The ongoing fight now involves two separate prongs. First, there’s the long-running battle between Gibraltar and the UK over the 15% “point of consumption” [POC] tax implemented by the UK, which applies to online gambling. That’s the levy that many of the firms now operating from Gibraltar moved there (from the UK) to avoid.
Last year, the CJEU ruled in favor of the UK’s levy, codified as changes to the country’s Gambling Act. However, this year’s more recent “Brexit” referendum by the UK to leave the European Union has complicated the matter further. Gibraltar’s citizens voted to remain part of the EU by a wide margin, but were overwhelmed, as were the “stay” majorities of Northern Ireland and Scotland, by the much larger pro-Brexit populaces of England and Wales.
That Brexit vote, as surmised, has further thrown Gibraltar’s political future into at least a bit of uncertainty. The little promontory is already a disputed territory — it’s also claimed by Spain — and even though its citizens have full UK voting rights, the territory never has been a full part of the EU. Gibraltar has never been part of the EU’s Schengen Area, which defines the EU’s main European trade area, and it is also not subject to the hated VAT assessments that come into play in other jurisdictions.
Yet exactly what Gibraltar is, is now unclear, and that’s part of what the CJEU must decide. To a certain extent, Gibraltar wants to have its cake and eat it, too. Relying on a highly technical interpretation, Gibraltar’s largest online-gaming trade organization, the GBGA [Gibraltar Betting and Gaming Association], will argue that the UK’s 2014 changes to the Gambling Act, especially that 15% POC tax, is in effect “an unlawful restriction on the supply of services to the UK.”

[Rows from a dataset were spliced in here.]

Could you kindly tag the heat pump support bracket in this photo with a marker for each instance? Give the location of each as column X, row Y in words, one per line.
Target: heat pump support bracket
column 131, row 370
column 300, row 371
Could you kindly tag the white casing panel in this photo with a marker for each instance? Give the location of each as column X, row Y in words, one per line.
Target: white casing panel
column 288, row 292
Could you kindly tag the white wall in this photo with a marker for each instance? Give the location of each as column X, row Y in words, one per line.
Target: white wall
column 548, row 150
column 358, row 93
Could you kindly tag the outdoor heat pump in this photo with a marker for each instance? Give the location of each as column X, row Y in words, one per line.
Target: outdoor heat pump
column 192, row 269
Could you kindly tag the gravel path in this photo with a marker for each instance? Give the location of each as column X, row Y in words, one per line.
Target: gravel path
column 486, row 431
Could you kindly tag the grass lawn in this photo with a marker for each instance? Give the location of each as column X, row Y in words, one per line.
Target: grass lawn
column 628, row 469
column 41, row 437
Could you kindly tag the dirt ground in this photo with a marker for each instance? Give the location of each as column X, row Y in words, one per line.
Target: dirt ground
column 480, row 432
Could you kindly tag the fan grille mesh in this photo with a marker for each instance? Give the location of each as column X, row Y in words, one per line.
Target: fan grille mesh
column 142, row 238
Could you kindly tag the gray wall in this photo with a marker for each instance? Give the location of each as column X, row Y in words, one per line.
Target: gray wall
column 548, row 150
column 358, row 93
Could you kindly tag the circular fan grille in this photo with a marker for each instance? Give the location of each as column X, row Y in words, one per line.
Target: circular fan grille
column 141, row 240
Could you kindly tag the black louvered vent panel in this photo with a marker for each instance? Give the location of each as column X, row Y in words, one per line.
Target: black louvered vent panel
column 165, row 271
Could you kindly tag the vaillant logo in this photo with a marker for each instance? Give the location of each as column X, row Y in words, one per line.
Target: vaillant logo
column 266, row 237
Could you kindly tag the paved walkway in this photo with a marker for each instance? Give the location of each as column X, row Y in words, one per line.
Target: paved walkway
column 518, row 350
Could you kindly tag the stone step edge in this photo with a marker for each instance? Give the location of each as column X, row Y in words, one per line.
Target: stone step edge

The GBGA, with Gibraltar’s full backing, is arguing that the unique nature of Gibraltar’s political status makes the POC implementation unlawful under Article 56 of the TFEU, the Treaty on the Functioning of the European Union. Without getting too technical here and delving into legalese, that argument seems to beg a larger point. It seems unlikely that the CJEU or any international body would approve any tax exemption simply on the nature of a jurisdiction claiming to be “special”. Further, Gibraltar’s unusual status as a unique EU territory is due largely to its status as a UK protectorate, the other benefits of which the GBGA and its member firms may end up nullifying as they seek to avoid the POC levy.
It’s a tightrope act, and high winds are blowing. It seems unlikely that the GBGA can prevail on both sides of its argument, and that will throw the long-term future of Gibraltar as an online-gambling hub into doubt. It’s Gibraltar itself that will take the direct blow, if the GBGA, as expected, loses this new claim. The GBGA’s member firms will likely just move on to another EU-accessible jurisdiction. As we surmised some months ago, Malta may well had that list, and the island may emerge in the coming years as Europe’s true online-gaming and sports-betting home.